A ce moment, la lampe fut éteinte par un phalène étourdi qui était venu s’y brûler les ailes. On voulait rallumer.
– Non ! s’écria Chopin ; au contraire, éteignez toutes les bougies ; le clair de lune me suffit.
Alors il joua … Il joua une heure entière. Vous dire comment, c’est ce que nous ne voulons pas essayer. L’auditoire, dans une muette extase, osait à peine respirer, et lorsque l’enchantement finit, tous les yeux étaient baignés de larmes, surtout ceux de Liszt. Il serra Chopin dans ses bras en s’écriant :
– Ah mon ami ! Tu avais raison ! Les œuvres d’un génie comme le tien sont sacrées ; c’est une profanation d’y toucher. Tu es un vrai poète et je ne suis qu’un saltimbanque.

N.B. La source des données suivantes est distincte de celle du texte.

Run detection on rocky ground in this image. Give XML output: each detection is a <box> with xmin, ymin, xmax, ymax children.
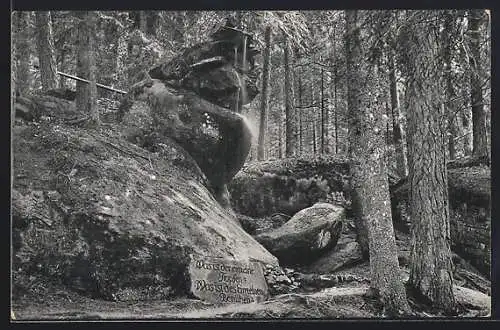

– Allons donc ! reprit vivement Chopin ; nous avons chacun notre genre, voilà tout. Tu sais bien que personne au monde ne peut jouer comme toi Weber et Beethoven. Tiens, je t’en prie, joue-moi l’Adagio en ut dièse mineur de Beethoven (Clair de lune), mais fais cela sérieusement, comme tu sais
le faire quand tu veux.
Liszt joua cet adagio et y mit toute son âme … Ce n’était pas une élégie, c’était un drame. Cependant, Chopin crut avoir éclipsé Liszt ce soir-là. Il s’en vanta en disant :
– Comme il est vexé !
Liszt apprit le mot et s’en vengea en artiste spirituel qu’il était. Voici le tour qu’il imagina quatre ou cinq jours plus tard. La société était réunie à la même heure, c’est à dire vers minuit. Liszt supplia Chopin de jouer. Après beaucoup de façons, Chopin y consentit. Liszt alors demanda qu’on éteignît toutes les lampes, ôtât les bougies et qu’on baissât les rideaux afin que l’obscurité fût complète. C’était un caprice d’artiste, on fit ce qu’il voulut. Mais au moment où Chopin allait se mettre au piano, Liszt lui dit quelques mots à l’oreille et prit sa place. Chopin qui était très loin de deviner ce que son camarade voulait faire, se plaça sans bruit sur un fauteuil voisin. Alors Liszt joua exactement toutes les compositions que Chopin avait fait entendre dans la mémorable soirée dont nous avons parlé, mais il sut les jouer avec une si merveilleuse imitation du style et de la manière de son rival, qu’il était impossible de ne pas s’y tromper et, en effet, tout le monde s’y trompa. Le même enchantement, la même émotion se renouvelèrent. Quand l’extase fut à son comble, Liszt frotta vivement une allumette et mit feu aux bougies du piano. Il y eut dans l’assemblée un cri de stupéfaction.
– Quoi ? C’est vous !
– Comme vous voyez…
– Mais nous avons cru que c’était Chopin !
– Tu vois, dit le virtuose en se levant, que Liszt peut être Chopin quand il veut ; mais Chopin pourrait-il être Liszt ?
C’était un défi ; mais Chopin ne voulut pas ou n’osa pas l’accepter. Liszt était vengé. »
Et dire que je pensais que ces nocturnes m’avaient tout dit par le biais d’avocats comme Arrau, Ciccolini et bien d’autres. Hé bien je me trompais. Quelle fraîcheur, quelles couleurs dans ce double CD.